9. Presence of other causes of macular edema, including myopic degeneration, ocular
histoplasmosis syndrome, angioid streaks, choroidal rupture, choroidal
neovascularization, neovascular age-related macular degeneration or multifocal
choroiditis in the study eye. Epiretinal membranes are allowed.

10. Presence of macula-threatening traction retinal detachment.

11. Prior vitrectomy in the study eye.

12. History of retinal detachment or treatment or surgery for retinal detachment in the
study eye.

13. Any history of macular hole of stage 2 and above in the study eye.

14. Any intraocular or periocular surgery within 3 months of Day 1 on the study eye,
except lid surgery, which may not have taken place within 1 month of day 1, as long as
it's unlikely to interfere with the injection.

15. Prior trabeculectomy or other filtration surgery in the study eye.

16. Uncontrolled glaucoma at baseline evaluation (defined as intraocular pressure ≥25 mmHg
despite treatment with anti-glaucoma medication) in the study eye.

17. Active intraocular inflammation in either eye.

18. Active ocular or periocular infection in either eye.

19. Any ocular or periocular infection within the last 2 weeks prior to Screening in
either eye.

20. Any history of uveitis in either eye.

21. Active scleritis or episcleritis in either eye.

22. Presence or history of scleromalacia in either eye.

23. Aphakia in the study eye.

24. Previous therapeutic radiation in the region of the study eye.

25. History of full-thickness penetrating keratoplasty in the study eye.

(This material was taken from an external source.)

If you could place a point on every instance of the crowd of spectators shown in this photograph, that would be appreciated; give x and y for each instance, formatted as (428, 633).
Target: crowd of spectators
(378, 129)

Partial thickness
corneal transplants including DSAEK and DMEK are allowed.

26. Significant media opacities, including cataract, in the study eye which might
interfere with visual acuity, assessment of safety, or fundus photography.

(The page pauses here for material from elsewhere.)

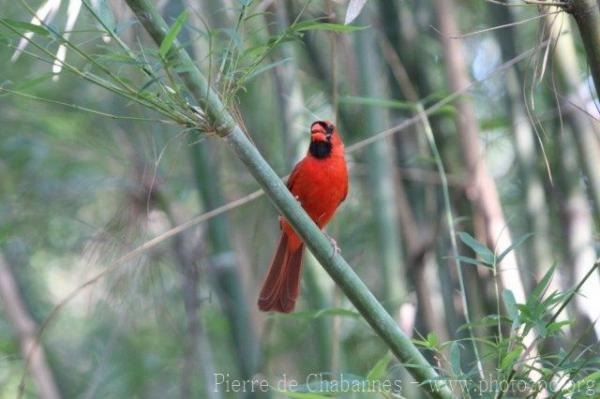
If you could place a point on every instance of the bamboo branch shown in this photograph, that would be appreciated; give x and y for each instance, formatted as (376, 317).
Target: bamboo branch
(24, 326)
(334, 263)
(587, 16)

27. Any concurrent intraocular condition in the study eye (e.g. cataract) that, in the
opinion of the investigator, could require either medical or surgical intervention
during the 52 week study period.

28. Any concurrent ocular condition in the study eye which, in the opinion of the
investigator, could either increase the risk to the subject beyond what is to be
expected from standard procedures of intraocular injection, or which otherwise may
interfere with the injection procedure or with evaluation of efficacy or safety.

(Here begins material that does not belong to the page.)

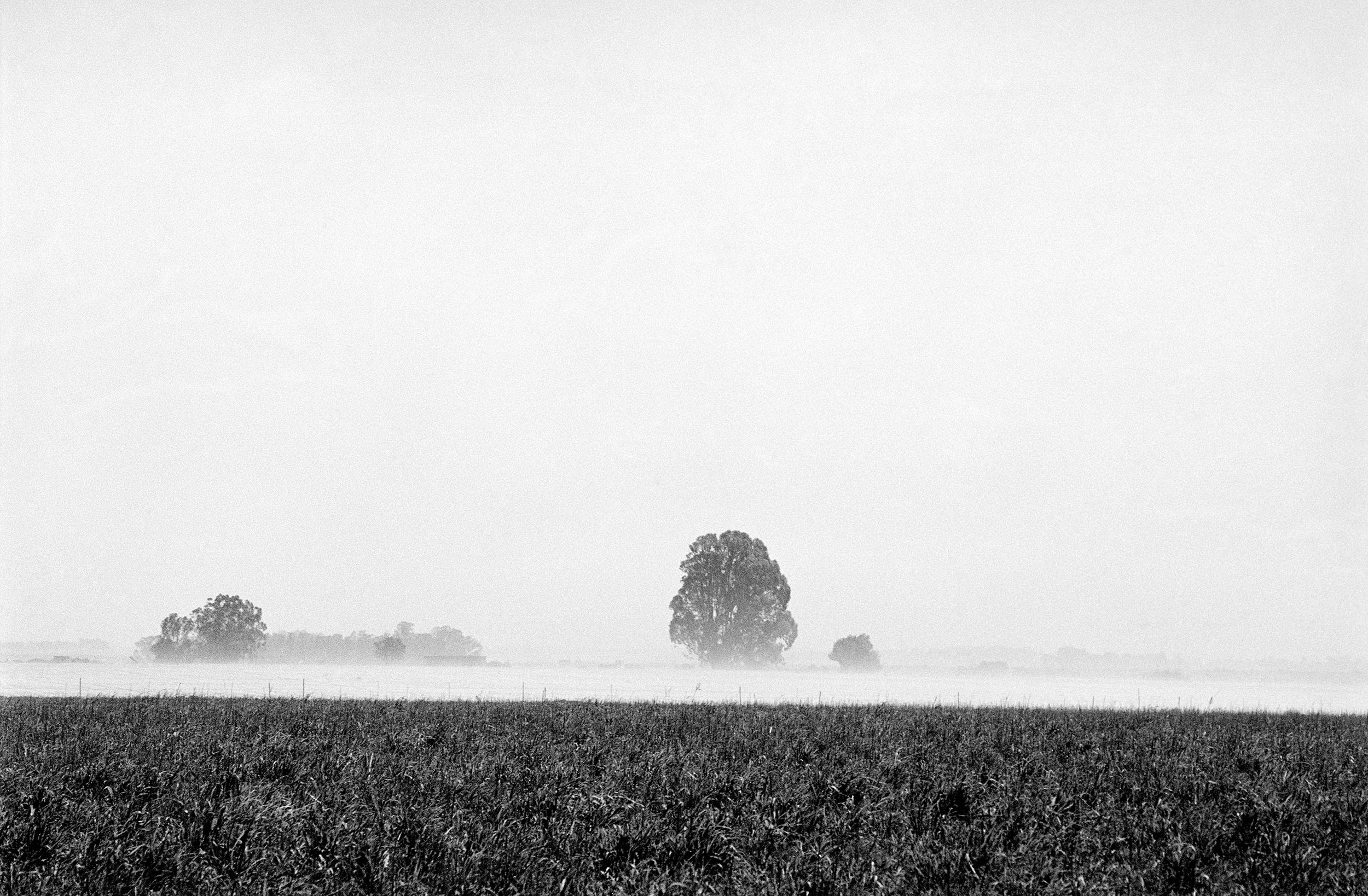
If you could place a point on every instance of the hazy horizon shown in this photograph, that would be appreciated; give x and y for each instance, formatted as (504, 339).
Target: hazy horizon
(1027, 324)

29. Participation as a subject in any clinical study within the 12 weeks prior to Day 1.

30. Any systemic therapy with an investigational agent in the past 3 months prior to Day
1.

31. Any history of allergy to povidone iodine.

32. Pregnant or breast-feeding women

33. Women of childbearing potential* who are unwilling to practice adequate contraception
during the study (adequate contraceptive measures include stable use of oral
contraceptives or other prescription pharmaceutical contraceptives for 2 or more
menstrual cycles prior to screening; intrauterine device [IUD]; bilateral tubal
ligation; vasectomy; condom plus contraceptive sponge, foam, or jelly, or diaphragm
plus contraceptive sponge, foam, or jelly)

- Postmenopausal women must be amenorrheic for at least 12 months in order not to
be considered of child bearing potential. Pregnancy testing and contraception are
not required for women with documented hysterectomy or tubal ligation.